Jarrett:  The emergence of the poorest countries as a distinct vaccine market has demanded a rethinking by UNICEF of its procurement. As the largest buyer for this market, UNICEF in future must take on a far greater burden in ensuring the predictability and reliability of vaccine supply. There are three ways we are addressing this problem. First, we are trying to enter into much more guaranteed procurement with our major suppliers. This way they can plan ahead, assured of actual purchases by UNICEF. Secondly, in order to have firm contracts with manufacturers, we have to have an assurance of funding. In the past, we were unable to guarantee manufacturers that we were going to purchase vaccines because we had no assurances that funding would be available. Lastly, we have to address the issue of better planning on the ground. We are working very closely with the World Health Organization (WHO) to develop the planning and management skills in developing countries so that we can be assured of the best possible vaccine management once the vaccines reach their destinations.

Q: Why is it necessary to provide such long lead times to manufacturers?

Jarrett:  The production process takes one to two years. It is also difficult to know how much the fermentation process will yield  – there may be impurities, and therefore failures, through the fermentation process. Traditionally UNICEF would be buying 20 to 25 per cent of the vaccine offered to us. When several manufacturers either stopped, or drastically reduced the amount of vaccines they were producing, suddenly we were buying up to 90 per cent of the vaccines available.

This meant that the margin between the vaccines available to us and our consumption was very small, which made us vulnerable.  This is why we are trying to enter into much more binding agreements with manufacturers so that they will feel confident that if they produce the vaccines, we will follow up with our promise to purchase them. In a sense we had asked the manufacturers to take 100 per cent of the risk in terms of vaccine supply.  We are now recognizing that, as a principal purchaser, we have to take on some of that risk.

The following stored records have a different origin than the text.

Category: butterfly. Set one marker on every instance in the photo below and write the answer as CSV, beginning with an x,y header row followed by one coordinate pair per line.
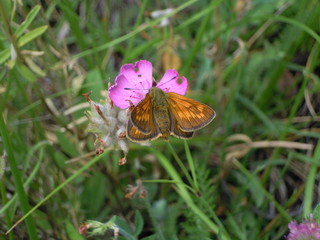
x,y
162,114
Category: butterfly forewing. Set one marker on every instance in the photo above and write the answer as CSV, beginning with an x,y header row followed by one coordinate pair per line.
x,y
189,114
141,116
137,136
177,132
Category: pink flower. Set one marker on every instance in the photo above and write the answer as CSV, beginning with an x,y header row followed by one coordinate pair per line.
x,y
308,230
135,80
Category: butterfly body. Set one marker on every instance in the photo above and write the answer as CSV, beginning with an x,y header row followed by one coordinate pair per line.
x,y
160,111
162,114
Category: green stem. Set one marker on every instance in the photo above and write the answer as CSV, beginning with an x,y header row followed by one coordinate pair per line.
x,y
17,180
181,165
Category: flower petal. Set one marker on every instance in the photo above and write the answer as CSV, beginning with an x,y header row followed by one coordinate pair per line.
x,y
121,94
138,74
172,82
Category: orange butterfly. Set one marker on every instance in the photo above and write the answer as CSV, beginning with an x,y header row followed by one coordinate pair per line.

Q: What is required for UNICEF to enter into these agreements?

Jarrett: At this point in time, we believe it would take $50 million to provide security for the vaccines required in multi-year routine immunization services for the countries we cover. This is the price of the vaccines, which is only five to 10 per cent of the cost of immunizing a child. It is not a huge sum of money, but it is a sum that it is important to have assured several years in advance so that manufacturers will actually make the vaccines. That number does not include the intensive campaign to eradicate polio, which is really a separate requirement. Nor does it include the new vaccines that we are introducing through the Global Alliance for Vaccines and Immunization (GAVI) for which there are substantive resources already available. Our main concern is the daily contact of children with health services to get their traditional vaccines without any interruptions.

Q: How is this shift manifested at the country level?

Jarrett:  Firm contracts will also require accurate planning and forecasting of vaccine demand – combined with improved vaccine management – to ensure maximum usage of the vaccines we purchase. We are working with our immunization partners to help countries plan and predict their needs for vaccines and to improve vaccine management in the field. Wastage is a natural phenomenon in vaccines so we have to take this into account when we are buying. For example, if you have 10 doses in one vial of vaccine and you only have five children coming for immunization, you have to open the vial. If you don’t have more kids that day, then you have to waste the vaccine. You can’t wait for 10 kids to come to open it – the key to immunization is that when a child comes for regular check ups at a health centre, they should be immunized. We have to make sure that even if there is only one child, the vial is open and that child is immunized.